Hello beautiful people, hope you are well and fine.
I have a question for anybody that reads this:
Do you need/want something?
Do you ask for it, or just wait until it happens, if it does?
I wonder because I’ve been in a very interesting journey on my own, even if it envolves others, but I’ve been practically letting go of a LOT.
I found a little oracle card that was the one that I took out from one of my oracle decks and it says: “the key to prayer, is to forget what you think you need”.
Totally blew my mind when I picked it up at the beginning of the month ( I have this monthly practice where I shuffle two oracle decks and take one card out of each, and let them guide me through the month 😃 ) .

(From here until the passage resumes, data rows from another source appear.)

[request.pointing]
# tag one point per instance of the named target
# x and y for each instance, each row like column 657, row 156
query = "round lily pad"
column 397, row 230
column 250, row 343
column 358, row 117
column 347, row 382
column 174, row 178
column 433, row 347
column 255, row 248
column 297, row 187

I was a little bit confused because this card has popped over and over the past year and now re appears in a random shuffle. I didn’t know exactly what it meant, still I’m learning to listen more profoundly to myself. And funny as the universe is, today I woke up with this energy so bizarre, and I started to look around me, seeing everything, all my work, all that I’ve done for the past 30 years on this planet…
Then I started to meditate, and the world connection this week is all about forgetting what you are, what you need, what you think, to give space for the new and create a better version of yourself. Let go control and unfold into this path of community and love with everyone, not only from the inside but to the outside too.
I’m still in a low energy level, but even so, I’m beginning to force myself to do better things. To meditate, to exercise more, to eat well, to sleep and most important: I’m really really trying to let go of people. To let go of my past experiences, to forgive from the heart, truly… to love again, starting by me. I have changed so much, I’m sure I’m not the only one feeling this, but it just feels like an endless wave of transformation. I still don’t know how to care without caring for others.
I’m still learning how to not fully immerse myself, but to still be able to connect. I’m still learning how not to be afraid, I’m still learning to tell the truth because of my own well-being, and forget about what others would like to listen.
If you have advice on this please, leave a comment, reach out to me, write me, message me, anything would be absolutely divine.
Still, I want to end this saying that I completely trust the universe, and that I know even in these uncertain moments, we are never truly alone.